One Trump lawyer, Alan Dershowitz, claimed that not only would a president have to be guilty of a statutory crime, his motive would also have to be corrupt. Mr Trump therefore cannot be removed because the House only charged him with corruption and abuse of office, not a criminal act.
Mr Trump’s defenders add there can be no question of corruption if, in abusing his authority, a president believes he is acting in the public interest – even if simply by securing his own re-election. If Mr Trump was trying to subvert the coming election by coercing Ukraine into smearing his opponent, so long as he believes he is the right person for the job, this theory holds that would be just fine.
All told this creates a shocking standard, almost every element of which is a severe blow to the traditional American constitutional order. It strongly suggests that a president could, for example, try to ensure his re-election by using his vast law enforcement authority to jail his opponents en masse, and that would not be impeachable.
That would render American democracy practically meaningless.
There might be some slow-witted Republican House members who sincerely believe that Mr Trump did nothing wrong or that such presidential impunity is constitutionally valid. But almost all senators know better.
Some undoubtedly fear Mr Trump’s wrath and the backlash of his passionate supporters. But Mr Alexander, 79, is retiring. His example suggests that Republicans do not require ulterior motives or bizarre delusions. Ideological affiliation and pure power politics explain their eagerness to defend Mr Trump despite everything – and, indeed, to heartily endorse him for re-election.

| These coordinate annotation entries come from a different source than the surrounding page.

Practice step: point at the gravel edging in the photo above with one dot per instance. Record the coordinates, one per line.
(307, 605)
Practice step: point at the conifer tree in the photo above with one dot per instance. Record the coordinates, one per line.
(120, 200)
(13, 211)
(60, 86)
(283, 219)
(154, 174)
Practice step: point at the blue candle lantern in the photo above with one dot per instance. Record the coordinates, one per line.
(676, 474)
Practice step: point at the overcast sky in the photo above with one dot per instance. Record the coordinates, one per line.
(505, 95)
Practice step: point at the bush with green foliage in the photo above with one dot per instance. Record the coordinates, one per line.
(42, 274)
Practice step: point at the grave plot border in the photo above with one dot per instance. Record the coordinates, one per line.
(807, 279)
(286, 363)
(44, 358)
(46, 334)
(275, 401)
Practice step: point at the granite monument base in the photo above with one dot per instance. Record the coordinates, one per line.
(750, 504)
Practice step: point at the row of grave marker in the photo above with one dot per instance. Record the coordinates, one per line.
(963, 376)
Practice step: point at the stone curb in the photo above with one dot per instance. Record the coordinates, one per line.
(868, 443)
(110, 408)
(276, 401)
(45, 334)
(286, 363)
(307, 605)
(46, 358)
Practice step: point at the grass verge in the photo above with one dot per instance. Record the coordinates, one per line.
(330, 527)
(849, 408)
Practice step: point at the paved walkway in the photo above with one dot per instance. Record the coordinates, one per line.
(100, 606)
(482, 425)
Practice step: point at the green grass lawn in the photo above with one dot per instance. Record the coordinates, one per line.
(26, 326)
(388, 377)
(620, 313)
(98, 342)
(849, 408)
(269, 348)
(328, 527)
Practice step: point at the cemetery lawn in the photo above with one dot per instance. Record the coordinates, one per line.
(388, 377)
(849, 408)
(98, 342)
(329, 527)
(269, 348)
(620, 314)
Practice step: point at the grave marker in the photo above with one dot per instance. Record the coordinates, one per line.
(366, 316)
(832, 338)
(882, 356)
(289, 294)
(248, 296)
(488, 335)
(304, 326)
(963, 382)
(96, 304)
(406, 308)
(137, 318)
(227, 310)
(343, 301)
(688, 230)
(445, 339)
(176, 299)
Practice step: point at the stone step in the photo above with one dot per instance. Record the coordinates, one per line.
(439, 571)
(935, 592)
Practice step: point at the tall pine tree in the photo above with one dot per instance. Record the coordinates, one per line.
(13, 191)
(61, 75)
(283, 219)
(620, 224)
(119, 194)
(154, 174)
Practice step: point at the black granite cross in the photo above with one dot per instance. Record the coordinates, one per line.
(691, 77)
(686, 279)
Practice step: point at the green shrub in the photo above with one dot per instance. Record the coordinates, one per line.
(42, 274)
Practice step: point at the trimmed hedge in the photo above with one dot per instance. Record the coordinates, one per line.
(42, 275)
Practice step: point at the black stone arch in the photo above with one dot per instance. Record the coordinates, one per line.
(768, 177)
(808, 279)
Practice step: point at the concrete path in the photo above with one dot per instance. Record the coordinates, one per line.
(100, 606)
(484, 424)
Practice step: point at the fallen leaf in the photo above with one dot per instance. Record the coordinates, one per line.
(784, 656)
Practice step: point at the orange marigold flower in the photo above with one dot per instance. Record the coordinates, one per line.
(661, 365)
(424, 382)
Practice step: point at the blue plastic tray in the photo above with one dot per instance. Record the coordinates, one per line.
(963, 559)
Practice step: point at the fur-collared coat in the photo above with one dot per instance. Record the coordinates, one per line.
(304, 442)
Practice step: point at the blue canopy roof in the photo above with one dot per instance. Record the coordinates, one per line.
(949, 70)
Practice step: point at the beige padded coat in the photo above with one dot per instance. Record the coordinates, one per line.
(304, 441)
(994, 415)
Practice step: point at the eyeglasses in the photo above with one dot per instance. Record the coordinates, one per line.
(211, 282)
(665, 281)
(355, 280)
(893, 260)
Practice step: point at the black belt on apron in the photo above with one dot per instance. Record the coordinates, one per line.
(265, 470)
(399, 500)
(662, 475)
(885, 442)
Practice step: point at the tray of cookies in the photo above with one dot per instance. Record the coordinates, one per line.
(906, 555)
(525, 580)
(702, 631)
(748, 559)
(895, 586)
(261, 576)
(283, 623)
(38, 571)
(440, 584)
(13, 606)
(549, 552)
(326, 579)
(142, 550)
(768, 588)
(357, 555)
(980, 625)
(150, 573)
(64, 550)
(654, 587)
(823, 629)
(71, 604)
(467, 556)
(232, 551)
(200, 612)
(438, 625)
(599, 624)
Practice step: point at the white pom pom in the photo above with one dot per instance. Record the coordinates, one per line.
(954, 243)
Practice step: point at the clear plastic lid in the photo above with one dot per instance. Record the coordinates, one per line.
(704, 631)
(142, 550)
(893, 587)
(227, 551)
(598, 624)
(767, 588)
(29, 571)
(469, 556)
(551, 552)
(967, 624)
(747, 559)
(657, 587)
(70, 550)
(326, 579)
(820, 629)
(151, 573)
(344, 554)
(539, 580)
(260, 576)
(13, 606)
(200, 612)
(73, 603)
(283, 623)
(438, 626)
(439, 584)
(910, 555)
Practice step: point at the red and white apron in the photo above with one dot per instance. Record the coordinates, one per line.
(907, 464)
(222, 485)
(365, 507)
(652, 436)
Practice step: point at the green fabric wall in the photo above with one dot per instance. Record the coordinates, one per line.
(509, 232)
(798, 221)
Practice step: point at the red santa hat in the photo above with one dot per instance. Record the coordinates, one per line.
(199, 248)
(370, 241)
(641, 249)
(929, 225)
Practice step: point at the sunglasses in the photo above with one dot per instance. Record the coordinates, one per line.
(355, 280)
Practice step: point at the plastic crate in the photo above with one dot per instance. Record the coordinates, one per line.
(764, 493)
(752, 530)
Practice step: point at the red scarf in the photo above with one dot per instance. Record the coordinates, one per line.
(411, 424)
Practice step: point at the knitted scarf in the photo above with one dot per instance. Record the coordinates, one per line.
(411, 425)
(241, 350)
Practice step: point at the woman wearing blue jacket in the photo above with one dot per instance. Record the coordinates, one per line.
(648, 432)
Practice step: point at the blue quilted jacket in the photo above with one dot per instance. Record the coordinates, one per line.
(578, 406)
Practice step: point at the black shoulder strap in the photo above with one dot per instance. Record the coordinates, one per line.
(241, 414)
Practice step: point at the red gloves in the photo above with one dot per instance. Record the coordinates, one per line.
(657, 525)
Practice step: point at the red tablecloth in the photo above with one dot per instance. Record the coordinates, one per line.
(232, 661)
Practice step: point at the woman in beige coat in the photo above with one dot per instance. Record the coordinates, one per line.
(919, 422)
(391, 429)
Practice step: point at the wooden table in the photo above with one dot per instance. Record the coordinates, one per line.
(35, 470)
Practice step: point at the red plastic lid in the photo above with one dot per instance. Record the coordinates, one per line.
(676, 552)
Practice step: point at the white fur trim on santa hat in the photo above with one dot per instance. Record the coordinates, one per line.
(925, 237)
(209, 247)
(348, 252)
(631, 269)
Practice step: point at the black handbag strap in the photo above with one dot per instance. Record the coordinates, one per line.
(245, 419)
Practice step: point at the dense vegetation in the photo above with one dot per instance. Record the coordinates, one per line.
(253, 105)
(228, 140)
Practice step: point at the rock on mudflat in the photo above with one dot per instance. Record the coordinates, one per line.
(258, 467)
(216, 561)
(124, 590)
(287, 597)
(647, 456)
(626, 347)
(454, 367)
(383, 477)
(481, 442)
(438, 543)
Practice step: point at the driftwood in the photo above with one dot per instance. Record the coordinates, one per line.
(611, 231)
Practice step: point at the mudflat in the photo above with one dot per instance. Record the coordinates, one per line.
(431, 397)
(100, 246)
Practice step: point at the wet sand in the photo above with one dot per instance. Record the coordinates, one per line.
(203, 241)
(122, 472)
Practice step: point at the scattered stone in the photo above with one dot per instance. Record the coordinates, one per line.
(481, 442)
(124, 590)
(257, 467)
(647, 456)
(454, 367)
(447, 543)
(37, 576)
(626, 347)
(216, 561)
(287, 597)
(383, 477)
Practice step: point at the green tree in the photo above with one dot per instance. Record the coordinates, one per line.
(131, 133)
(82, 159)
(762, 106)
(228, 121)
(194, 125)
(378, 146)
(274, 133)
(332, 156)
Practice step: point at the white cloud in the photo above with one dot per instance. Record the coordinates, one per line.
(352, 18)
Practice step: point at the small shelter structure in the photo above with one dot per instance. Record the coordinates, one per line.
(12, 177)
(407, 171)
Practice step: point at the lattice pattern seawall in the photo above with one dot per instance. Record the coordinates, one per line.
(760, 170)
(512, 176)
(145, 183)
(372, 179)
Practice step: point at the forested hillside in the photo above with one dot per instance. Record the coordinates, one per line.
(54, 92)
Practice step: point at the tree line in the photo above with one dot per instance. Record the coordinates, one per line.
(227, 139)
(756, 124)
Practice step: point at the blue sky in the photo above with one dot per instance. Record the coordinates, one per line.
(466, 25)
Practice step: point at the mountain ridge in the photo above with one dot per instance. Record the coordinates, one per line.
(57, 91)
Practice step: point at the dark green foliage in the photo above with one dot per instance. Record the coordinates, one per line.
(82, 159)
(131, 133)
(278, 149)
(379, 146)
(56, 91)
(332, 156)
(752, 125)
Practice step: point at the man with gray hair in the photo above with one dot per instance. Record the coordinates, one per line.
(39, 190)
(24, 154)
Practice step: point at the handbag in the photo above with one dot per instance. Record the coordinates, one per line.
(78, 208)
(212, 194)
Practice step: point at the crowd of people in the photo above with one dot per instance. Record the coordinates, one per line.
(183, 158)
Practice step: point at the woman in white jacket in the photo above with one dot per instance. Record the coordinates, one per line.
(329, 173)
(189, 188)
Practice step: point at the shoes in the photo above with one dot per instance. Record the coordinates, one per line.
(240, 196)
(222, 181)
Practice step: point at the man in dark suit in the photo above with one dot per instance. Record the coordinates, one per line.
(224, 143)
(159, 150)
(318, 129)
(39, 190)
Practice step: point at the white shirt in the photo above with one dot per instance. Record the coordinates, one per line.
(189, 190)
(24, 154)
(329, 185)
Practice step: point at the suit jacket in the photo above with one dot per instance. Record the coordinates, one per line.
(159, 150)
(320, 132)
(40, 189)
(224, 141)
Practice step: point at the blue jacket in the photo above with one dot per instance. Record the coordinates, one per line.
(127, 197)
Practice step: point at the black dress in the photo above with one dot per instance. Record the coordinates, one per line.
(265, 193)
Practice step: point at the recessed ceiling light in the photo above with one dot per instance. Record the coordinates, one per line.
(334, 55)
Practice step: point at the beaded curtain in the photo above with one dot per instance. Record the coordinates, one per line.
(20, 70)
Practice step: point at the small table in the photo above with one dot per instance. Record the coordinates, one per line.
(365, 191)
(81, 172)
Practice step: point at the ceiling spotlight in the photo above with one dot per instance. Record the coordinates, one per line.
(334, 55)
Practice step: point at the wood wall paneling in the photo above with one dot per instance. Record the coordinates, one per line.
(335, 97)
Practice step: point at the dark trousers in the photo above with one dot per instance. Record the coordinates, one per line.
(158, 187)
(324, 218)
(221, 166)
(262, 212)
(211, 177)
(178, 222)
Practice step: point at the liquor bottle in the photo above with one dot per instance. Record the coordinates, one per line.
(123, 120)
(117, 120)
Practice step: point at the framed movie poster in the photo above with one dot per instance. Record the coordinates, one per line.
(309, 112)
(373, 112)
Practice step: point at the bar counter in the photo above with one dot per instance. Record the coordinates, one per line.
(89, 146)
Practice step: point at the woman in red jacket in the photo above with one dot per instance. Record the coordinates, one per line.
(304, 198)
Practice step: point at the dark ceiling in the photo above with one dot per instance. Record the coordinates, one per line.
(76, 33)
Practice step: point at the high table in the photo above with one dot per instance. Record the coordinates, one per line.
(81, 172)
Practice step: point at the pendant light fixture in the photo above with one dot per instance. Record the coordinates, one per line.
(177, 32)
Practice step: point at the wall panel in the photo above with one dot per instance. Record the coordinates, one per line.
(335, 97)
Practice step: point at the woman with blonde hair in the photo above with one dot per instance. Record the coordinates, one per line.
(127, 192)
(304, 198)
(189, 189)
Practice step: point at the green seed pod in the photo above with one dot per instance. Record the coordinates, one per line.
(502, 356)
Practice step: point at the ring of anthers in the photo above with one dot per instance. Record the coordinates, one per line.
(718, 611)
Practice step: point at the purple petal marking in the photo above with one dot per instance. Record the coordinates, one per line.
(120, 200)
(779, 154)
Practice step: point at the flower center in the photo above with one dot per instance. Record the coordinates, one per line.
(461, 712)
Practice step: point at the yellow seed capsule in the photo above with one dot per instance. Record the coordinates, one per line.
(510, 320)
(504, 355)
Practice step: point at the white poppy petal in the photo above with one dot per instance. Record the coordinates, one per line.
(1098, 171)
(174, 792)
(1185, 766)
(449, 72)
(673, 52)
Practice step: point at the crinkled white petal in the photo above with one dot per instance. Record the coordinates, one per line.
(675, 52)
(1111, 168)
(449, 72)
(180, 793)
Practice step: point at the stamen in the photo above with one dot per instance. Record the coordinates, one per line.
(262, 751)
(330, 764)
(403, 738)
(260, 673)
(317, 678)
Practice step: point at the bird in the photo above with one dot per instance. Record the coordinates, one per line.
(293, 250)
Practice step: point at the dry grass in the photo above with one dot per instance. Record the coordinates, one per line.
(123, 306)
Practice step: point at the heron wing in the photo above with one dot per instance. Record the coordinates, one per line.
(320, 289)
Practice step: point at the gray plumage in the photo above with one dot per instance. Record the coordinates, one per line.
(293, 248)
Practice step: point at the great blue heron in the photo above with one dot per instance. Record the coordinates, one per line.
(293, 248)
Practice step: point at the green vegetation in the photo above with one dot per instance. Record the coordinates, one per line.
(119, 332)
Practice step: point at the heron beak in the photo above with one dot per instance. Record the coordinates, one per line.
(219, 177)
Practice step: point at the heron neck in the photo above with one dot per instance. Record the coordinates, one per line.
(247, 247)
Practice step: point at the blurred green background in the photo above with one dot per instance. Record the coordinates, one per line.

Marco Rubio of Florida summed up this astounding position by arguing that even when there are ample grounds to remove a president, implicitly as of now, that does not mean the Senate should do it. Obviously not, if you or your party might be harmed in the process.
Republicans seem to be embracing and ratifying the White House’s argument that a sitting president cannot be charged with a crime or in any way investigated by law enforcement, can absolutely stonewall Congress, and only be impeached or removed based on this almost impossible, virtually monarchical, standard.
The last democratic guardrail still standing is the presidential election in November. Even then, it is expected that, as in 2016, Mr Trump could well win with only a minority of popular votes through the quirks of the federal electoral college system.
Republican Senators point to the coming election, even though the Constitution does not provide any such impeachment exemption. It should be “left up to the people”, they said.
That flies in the face of the US constitutional system but, more importantly – and the lingering problem of minority rule aside – blatant election manipulation has already begun.
Mr Trump has just got away with an extensive effort at doing so via Ukraine. The Senate’s refusal to hear evidence was mainly motivated not to justify their upcoming acquittal of the president, which was apparently set in stone, but to deny the voting public the chance to hear people such as Mr Bolton and see the documents that detail the whole story.
The relevant portions of Mr Bolton’s book could well be suppressed, if not permanently, at least until November. The administration has put an indefinite hold on its publication, while it is “reviewed” to protect classified information and, strikingly, vast claims of “executive privilege”.
Would Democrats perform better under similar circumstances? One cannot be sure, though they have never put themselves in such a predicament.
American democracy is experiencing a profound crisis. But it is not Mr Trump who poses the primary challenge to the US constitutional order. It is the leadership and most elected officials and the institutions of the Republican Party.